Crisis of Uganda police, and that man Besigye (Part 2)

What you need to know:

  • Journalist Daniel Kalinaki wrote a book on him Kizza Besigye and Uganda’s Unfinished Revolution, and even he acknowledges in private that he only scratched the surface.
  • Museveni sought to take away Besigye’s most potent rallying point – so the NRM’s one-party/no-party system was ended.
  • But, of course, this opened the north to both UPC and DP, who historically enjoyed support in the region that had gone to Besigye in 2001.
  • The expected result was that the NRM vote bloc would become marginally the largest.

Last week in ‘Kayihura and the ‘graveyard’ of our police chiefs: The untold story’, we looked beyond the municipal issues that have led to the crisis of the Uganda Police Force today, and the recent much-debated sacking of Gen Kale Kayihura as IGP.
Two of the crises, originated in part from outside our borders – the fallout between the anti-Mobutu allies in the Democratic Republic of Congo (DRC), and the August 1998 terror bombing of the US embassies in Nairobi and Dar es Salaam. At home, leading the police became too important and big to be left to professional police. It was, therefore, taken over by the apple of NRM’s eye – the military.

And, then, as we mentioned, in came Dr Col Kizza Besigye, a staunch NRM/NRA man-turned opposition renegade, who upended Ugandan politics. The Besigye story deserves many books. Journalist Daniel Kalinaki wrote a book on him Kizza Besigye and Uganda’s Unfinished Revolution, and even he acknowledges in private that he only scratched the surface. So we will only do the equivalent of peeing into a hurricane here.
There is a reason, in addition to raw force, that Yoweri Museveni has lorded over this fair land for 32 years. He understands power dynamics like few others. He saw the Besigye challenge not just as a political fracture of the NRM, but a potential crack in its military armour.
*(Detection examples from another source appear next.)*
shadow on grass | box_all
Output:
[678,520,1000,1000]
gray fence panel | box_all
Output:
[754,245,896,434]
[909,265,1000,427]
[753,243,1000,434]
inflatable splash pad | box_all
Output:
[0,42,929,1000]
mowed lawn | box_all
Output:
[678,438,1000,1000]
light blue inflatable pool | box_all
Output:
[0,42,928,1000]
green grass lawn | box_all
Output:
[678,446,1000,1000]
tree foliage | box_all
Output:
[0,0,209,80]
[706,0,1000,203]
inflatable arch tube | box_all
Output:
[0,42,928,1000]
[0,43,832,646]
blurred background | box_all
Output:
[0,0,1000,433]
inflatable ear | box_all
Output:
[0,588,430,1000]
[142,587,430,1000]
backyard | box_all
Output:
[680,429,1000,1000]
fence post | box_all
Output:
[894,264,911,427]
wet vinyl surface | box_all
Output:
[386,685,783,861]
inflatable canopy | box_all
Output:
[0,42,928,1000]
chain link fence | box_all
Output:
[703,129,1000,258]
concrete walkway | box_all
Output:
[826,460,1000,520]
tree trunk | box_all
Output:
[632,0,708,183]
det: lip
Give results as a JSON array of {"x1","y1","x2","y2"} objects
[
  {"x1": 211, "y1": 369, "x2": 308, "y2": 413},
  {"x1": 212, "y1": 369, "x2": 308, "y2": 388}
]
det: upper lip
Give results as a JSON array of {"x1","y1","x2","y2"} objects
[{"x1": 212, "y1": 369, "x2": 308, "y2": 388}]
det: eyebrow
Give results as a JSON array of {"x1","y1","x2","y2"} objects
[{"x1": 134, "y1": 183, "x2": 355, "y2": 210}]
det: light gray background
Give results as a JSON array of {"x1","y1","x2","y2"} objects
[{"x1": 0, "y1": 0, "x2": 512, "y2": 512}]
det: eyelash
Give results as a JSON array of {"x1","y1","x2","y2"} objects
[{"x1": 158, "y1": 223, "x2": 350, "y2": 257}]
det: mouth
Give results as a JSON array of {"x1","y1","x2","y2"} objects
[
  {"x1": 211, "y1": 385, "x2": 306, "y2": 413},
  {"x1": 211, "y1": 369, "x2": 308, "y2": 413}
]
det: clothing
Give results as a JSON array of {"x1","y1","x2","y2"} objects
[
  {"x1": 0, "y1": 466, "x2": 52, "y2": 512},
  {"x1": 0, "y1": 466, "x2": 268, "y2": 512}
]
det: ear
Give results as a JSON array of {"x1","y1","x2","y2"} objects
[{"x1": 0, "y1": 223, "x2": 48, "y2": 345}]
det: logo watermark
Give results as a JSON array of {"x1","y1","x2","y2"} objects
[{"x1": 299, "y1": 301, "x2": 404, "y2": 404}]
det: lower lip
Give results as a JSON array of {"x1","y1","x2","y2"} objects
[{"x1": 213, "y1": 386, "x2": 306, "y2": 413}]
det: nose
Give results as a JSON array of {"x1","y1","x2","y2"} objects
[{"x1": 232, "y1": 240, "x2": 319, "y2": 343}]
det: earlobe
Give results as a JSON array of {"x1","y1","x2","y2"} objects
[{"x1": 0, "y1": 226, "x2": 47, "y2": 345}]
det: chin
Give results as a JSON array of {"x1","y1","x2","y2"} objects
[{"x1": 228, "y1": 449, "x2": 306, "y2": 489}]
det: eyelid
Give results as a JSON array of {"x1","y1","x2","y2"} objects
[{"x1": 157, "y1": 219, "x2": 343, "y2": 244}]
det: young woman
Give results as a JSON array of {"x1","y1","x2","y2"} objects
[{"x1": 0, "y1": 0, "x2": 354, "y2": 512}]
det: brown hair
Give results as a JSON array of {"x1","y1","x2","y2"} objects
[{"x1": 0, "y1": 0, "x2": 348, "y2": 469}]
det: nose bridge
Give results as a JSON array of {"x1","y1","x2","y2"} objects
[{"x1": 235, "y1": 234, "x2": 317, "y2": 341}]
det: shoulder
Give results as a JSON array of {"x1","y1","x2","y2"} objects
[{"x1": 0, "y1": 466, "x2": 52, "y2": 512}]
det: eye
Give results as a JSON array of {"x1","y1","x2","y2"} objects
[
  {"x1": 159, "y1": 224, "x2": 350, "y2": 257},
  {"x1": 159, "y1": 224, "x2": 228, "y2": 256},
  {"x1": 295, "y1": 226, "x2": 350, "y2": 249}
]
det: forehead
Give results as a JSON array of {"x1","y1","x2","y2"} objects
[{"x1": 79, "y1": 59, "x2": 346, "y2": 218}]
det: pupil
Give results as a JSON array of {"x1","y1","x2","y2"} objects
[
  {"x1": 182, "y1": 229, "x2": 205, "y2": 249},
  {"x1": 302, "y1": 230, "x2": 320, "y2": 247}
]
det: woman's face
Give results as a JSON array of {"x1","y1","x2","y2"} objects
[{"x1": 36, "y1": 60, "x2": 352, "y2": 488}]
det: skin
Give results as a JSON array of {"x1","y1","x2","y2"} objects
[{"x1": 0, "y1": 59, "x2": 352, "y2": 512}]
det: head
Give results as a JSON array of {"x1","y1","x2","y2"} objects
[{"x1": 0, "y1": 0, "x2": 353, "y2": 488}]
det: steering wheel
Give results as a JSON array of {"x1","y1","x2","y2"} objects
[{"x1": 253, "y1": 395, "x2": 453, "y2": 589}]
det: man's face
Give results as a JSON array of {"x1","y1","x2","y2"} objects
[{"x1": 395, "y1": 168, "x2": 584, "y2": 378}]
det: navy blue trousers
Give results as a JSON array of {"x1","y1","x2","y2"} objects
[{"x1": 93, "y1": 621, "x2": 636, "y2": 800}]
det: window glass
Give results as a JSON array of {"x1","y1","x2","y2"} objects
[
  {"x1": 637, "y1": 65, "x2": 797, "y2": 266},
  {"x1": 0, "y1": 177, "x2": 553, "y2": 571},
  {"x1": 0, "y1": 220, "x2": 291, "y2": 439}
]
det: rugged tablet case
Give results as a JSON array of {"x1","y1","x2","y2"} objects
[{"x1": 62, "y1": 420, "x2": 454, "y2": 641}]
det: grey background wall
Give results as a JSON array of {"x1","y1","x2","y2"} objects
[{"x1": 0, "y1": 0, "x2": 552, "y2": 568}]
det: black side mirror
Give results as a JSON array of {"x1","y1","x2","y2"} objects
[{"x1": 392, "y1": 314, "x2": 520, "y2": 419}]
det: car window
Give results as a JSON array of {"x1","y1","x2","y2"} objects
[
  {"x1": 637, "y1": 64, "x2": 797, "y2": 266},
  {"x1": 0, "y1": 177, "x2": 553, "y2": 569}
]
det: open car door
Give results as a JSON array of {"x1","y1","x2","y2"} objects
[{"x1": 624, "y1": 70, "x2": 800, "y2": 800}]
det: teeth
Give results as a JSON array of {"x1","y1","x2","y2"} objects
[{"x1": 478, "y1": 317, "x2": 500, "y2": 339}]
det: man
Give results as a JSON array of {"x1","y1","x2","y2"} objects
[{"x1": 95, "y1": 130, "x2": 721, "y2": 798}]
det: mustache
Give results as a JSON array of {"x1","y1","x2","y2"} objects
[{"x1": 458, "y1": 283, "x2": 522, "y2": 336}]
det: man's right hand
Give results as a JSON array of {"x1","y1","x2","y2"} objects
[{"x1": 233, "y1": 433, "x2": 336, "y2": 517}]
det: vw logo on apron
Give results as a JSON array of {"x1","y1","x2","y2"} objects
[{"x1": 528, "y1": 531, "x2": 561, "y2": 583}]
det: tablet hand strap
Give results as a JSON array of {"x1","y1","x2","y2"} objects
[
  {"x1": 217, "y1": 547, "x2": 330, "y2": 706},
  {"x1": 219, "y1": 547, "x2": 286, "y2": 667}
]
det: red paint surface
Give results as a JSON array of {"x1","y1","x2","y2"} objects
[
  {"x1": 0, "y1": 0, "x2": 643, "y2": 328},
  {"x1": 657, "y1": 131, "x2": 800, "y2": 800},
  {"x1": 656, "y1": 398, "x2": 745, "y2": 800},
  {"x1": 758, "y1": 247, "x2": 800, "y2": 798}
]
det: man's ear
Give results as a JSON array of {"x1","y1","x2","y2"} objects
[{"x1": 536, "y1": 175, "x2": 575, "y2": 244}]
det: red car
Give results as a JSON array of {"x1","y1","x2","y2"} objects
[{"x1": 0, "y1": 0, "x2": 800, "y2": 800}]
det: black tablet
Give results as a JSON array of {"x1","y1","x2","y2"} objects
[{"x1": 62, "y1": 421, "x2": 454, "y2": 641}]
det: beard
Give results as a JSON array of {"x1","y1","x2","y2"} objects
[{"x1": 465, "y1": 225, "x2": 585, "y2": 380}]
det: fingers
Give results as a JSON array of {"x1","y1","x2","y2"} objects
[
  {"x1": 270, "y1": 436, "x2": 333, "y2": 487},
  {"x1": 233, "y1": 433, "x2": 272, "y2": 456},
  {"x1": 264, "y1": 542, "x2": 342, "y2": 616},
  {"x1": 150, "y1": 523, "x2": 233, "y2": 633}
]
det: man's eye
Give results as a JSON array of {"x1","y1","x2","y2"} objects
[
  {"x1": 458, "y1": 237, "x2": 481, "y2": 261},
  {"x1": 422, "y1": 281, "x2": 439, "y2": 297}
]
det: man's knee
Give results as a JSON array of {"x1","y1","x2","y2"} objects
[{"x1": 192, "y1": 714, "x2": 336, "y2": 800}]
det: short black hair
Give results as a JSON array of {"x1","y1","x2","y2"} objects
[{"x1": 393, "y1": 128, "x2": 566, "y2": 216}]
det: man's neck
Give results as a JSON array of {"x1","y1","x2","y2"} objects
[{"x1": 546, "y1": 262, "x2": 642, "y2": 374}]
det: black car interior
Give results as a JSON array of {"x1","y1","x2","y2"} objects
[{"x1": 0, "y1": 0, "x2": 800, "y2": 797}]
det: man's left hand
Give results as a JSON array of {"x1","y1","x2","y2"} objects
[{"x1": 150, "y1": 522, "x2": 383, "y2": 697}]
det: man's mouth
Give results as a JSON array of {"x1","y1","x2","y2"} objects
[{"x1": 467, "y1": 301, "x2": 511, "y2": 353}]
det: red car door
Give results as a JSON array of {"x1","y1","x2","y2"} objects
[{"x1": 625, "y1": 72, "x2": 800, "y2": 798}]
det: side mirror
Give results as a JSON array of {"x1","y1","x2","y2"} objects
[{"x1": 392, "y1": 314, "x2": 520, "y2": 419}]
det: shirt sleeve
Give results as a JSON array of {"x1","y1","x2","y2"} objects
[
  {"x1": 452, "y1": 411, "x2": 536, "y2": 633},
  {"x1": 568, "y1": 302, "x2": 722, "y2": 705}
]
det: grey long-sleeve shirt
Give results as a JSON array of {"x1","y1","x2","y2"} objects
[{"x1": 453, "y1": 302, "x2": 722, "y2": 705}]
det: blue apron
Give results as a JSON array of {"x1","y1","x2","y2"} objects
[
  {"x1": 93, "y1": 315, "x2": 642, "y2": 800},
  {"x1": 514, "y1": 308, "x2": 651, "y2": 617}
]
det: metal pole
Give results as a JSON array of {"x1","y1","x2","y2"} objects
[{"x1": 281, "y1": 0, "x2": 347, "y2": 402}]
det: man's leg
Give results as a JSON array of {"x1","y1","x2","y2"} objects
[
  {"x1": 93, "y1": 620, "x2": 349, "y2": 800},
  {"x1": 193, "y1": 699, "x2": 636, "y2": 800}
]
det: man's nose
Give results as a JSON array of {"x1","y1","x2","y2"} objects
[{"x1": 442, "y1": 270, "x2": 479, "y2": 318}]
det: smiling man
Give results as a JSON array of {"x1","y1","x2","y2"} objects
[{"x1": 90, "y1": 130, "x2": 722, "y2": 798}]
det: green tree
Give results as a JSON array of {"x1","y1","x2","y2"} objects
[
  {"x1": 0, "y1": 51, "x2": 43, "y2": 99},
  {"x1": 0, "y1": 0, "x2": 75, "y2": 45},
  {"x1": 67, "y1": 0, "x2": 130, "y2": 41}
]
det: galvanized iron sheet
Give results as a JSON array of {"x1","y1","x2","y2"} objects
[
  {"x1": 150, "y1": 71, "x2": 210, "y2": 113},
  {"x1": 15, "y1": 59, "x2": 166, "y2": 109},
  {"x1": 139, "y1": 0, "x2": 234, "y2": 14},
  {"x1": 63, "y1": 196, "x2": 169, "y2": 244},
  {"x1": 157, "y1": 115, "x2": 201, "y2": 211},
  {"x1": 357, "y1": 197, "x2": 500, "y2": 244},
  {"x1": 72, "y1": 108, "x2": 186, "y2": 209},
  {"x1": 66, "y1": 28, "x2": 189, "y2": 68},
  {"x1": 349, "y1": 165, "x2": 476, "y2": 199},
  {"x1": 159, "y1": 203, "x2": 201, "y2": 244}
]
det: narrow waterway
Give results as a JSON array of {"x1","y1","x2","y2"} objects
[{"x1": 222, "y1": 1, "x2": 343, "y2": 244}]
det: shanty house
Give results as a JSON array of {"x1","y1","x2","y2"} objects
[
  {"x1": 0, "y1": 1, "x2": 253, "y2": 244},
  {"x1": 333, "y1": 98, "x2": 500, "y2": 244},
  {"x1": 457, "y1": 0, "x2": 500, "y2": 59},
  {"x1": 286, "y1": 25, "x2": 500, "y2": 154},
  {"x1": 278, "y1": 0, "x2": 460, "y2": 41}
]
Contrary to the view that to secure himself, he made the UPDF more partisan, he seems to have done the opposite - de-ideologised the rank and file of the army; sought a new pan-African raison d’etre for it; but stacked it with loyalist leadership. That de-ideologisation of the UPDF required that the police be more highly politicised, and its capacity for crude violence be amped.

A part of this repositioning was necessitated by the fact that Besigye humiliated Museveni in the north in 2001. Museveni, who was irritated at a result that cast him as a south-west Ugandan regional chief, decided it wouldn’t happen again.
So, first, he had to definitely end the Lord’s Resistance Army rebellion in the north. Uganda divided its approach to supporting John Garang’s Sudan People’s Liberation Army (SPLA), and backed the Sudan peace talks that started in 2002 (and ended in the Nairobi peace agreement of 2005 that set South Sudan on the path to independence). For Kampala, South Sudan created a buffer against Khartoum, effectively killing off its ability to support Joseph Kony further.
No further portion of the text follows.